Various extra features are present, such as graphical stats monitoring, voltage regulation for memory, GPU and even the power unit (AUX), all of which have to be supported by the graphics card too, of course. Video recording hasn’t been left out either, in several grades of quality, as the same goes for clock profiling and fan settings, which go beyond simple tweaks. This version of MSI Afterburner works with all models, independently of the manufacturer of the card or chip (both Nvidia and AMD GPUs are fully supported), so it’s excellent news for anyone, in short.
The last piece of software may very well be the simplest one, signed by Sapphire. This is a proprietary solution built from scratch, as can be seen from the relatively short list of features. Furthermore, this software is limited to Radeon models only, so it’s not even partially compatible with NVIDIA products. The number of options barely surpasses what you can find in the Catalyst Control Centre, but those with lower appetites won’t really mind.

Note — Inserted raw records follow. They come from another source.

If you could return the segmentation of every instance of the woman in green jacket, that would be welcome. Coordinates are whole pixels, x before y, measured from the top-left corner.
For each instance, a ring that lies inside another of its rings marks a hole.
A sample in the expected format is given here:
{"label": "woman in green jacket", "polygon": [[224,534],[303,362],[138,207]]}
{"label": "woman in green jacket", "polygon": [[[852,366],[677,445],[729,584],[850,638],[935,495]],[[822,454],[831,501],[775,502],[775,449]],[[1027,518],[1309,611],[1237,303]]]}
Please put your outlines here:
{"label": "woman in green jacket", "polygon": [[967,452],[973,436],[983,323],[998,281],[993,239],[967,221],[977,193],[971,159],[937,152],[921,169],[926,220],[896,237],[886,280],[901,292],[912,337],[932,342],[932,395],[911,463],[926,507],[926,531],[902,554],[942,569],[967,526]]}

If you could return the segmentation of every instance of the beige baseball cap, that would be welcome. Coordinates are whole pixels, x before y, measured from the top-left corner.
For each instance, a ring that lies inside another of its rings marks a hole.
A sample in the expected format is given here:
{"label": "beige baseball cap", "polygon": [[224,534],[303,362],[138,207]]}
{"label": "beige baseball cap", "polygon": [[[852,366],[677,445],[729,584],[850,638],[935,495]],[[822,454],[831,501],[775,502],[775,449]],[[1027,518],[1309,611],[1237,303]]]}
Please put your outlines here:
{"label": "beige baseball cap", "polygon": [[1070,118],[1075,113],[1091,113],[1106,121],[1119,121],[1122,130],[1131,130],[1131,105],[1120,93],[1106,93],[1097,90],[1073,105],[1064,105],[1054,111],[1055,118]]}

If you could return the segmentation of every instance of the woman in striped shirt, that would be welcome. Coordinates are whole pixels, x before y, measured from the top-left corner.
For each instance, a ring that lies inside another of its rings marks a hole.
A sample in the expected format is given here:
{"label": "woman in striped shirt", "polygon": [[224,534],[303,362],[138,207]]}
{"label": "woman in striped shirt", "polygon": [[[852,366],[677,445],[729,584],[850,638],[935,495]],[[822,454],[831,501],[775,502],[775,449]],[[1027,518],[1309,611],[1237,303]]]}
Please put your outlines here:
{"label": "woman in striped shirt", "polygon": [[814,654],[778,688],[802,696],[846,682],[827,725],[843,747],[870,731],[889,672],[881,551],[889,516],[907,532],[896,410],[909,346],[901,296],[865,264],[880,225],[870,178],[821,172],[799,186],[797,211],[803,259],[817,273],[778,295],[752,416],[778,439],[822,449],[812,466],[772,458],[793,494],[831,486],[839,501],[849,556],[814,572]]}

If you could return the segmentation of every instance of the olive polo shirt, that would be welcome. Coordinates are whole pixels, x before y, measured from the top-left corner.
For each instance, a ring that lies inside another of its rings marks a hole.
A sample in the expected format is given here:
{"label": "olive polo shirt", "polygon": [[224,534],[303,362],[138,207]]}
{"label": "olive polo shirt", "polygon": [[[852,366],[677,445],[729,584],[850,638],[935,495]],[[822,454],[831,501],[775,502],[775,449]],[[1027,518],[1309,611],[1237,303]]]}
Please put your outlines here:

The interesting thing is that this program worked in full on various Radeon-based notebooks we’ve installed it on, although all other programs encountered issues on them, so bear this in mind if you’re a user on the go.
|ASUS GPU Tweak||EVGA Precision Tool||MSI Afterburner||Sapphire TriXX|
|Version||v18.104.22.168||v2.1.2||v2.1.0 [ v.2.2.0 beta 12]||v.4.1.0|
|Work with other brands||Yes||Yes||Yes||Yes|
|Support GeForce / Radeon||Yes / Yes||No / Yes||Yes / Yes||No / Yes|
We strongly suggest that you have a first-hand experience with at least a couple of these programs before opting for one, as that’s the only way to ascertain your opinion. In general, EVGA and Sapphire solutions are simple and rather limited, but also neat and tiny programs. On the other hand, Afterburner and GPU Tweak are tangibly more serious overclock programs which offer a load of options and don’t tend to get in your way if it isn’t their particular graphics card you’re using. Finally, MSI Afterburner is pretty much as good as it’ll get and receives updates frequently, while GPU Tweak offers similar functionality, but still has some length to go in order to iron out all the tiny issues that currently hamper it.